Let f(x)= x^4-4x^3+10
Where are the relative extrema, if they exist? Show all partsof the analysis necessary.
f ' (x) = 4x^3 - 12x^2
= 0 for max/min
4x^2(x-3) = 0
x = 0 or x = 3
take it from there
Yes , I did that part, what else do I have to do?
To find the relative extrema of the function f(x) = x^4 - 4x^3 + 10, we need to start by finding the critical points. Critical points occur where the derivative of the function is either zero or undefined.
1. Find the derivative of f(x):
f'(x) = 4x^3 - 12x^2
2. Set f'(x) equal to zero and solve for x:
4x^3 - 12x^2 = 0
Factor out a common factor of 4x^2:
4x^2(x - 3) = 0
Set each factor equal to zero:
4x^2 = 0 --> x = 0
x - 3 = 0 --> x = 3
So, the critical points are x = 0 and x = 3.
3. Determine the nature of each critical point using the second derivative test. To do this, we need to find the second derivative of f(x).
Taking the derivative of f'(x), we get:
f''(x) = 12x^2 - 24x
4. Now, substitute the critical points (x = 0 and x = 3) into the second derivative to determine the nature of each critical point.
When x = 0:
f''(0) = 12(0)^2 - 24(0) = 0
When x = 3:
f''(3) = 12(3)^2 - 24(3) = 72
5. Analyzing the results:
- When f''(x) = 0, the second derivative test is inconclusive.

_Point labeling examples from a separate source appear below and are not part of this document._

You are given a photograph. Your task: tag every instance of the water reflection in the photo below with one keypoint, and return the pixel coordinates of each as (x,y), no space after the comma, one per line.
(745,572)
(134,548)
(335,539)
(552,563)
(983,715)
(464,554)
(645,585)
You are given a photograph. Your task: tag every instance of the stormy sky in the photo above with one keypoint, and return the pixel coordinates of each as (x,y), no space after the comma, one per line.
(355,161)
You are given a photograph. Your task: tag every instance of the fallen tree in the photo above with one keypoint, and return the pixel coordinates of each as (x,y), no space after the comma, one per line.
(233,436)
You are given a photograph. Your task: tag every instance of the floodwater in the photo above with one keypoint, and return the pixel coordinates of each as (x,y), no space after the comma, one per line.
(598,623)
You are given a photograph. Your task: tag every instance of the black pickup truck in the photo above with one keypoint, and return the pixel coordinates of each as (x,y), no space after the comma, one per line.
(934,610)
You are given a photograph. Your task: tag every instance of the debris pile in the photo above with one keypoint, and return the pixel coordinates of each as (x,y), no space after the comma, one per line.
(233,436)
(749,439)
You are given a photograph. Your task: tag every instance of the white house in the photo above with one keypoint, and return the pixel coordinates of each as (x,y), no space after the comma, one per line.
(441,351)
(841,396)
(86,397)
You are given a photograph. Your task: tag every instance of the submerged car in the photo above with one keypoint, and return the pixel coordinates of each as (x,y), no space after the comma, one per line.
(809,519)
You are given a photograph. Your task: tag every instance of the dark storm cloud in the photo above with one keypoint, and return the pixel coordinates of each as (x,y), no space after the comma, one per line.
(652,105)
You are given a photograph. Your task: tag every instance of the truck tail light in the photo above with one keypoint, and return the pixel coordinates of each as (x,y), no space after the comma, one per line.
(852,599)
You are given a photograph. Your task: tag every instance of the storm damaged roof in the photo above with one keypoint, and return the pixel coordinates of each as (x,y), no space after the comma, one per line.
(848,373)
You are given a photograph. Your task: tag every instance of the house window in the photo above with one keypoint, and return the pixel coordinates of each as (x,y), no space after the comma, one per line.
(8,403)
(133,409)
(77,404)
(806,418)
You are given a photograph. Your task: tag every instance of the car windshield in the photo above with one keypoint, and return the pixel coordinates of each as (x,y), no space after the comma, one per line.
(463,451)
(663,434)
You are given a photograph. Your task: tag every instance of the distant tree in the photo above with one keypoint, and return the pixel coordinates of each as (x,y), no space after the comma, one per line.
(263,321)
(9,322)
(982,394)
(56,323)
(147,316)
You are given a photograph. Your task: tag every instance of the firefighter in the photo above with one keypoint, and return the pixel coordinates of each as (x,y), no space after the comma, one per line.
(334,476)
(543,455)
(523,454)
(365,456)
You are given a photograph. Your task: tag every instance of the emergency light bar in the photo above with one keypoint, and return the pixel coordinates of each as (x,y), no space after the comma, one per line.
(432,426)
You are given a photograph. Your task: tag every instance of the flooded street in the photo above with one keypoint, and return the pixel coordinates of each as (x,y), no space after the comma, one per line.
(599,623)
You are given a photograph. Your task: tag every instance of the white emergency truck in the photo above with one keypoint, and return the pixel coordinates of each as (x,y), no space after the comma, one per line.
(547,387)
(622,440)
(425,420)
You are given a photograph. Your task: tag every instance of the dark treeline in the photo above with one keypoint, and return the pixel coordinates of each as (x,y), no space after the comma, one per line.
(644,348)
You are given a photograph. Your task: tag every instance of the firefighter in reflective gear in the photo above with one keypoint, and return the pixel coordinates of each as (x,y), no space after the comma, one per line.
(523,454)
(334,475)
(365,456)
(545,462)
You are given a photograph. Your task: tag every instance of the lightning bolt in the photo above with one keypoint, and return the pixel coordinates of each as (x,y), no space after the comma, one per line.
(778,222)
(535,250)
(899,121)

- When f''(x) > 0, the point is a relative minimum.
- When f''(x) < 0, the point is a relative maximum.
Based on our analysis:
- At x = 0, the nature of the critical point is inconclusive.
- At x = 3, the nature of the critical point is a relative minimum.
Therefore, the function has a relative minimum at x = 3.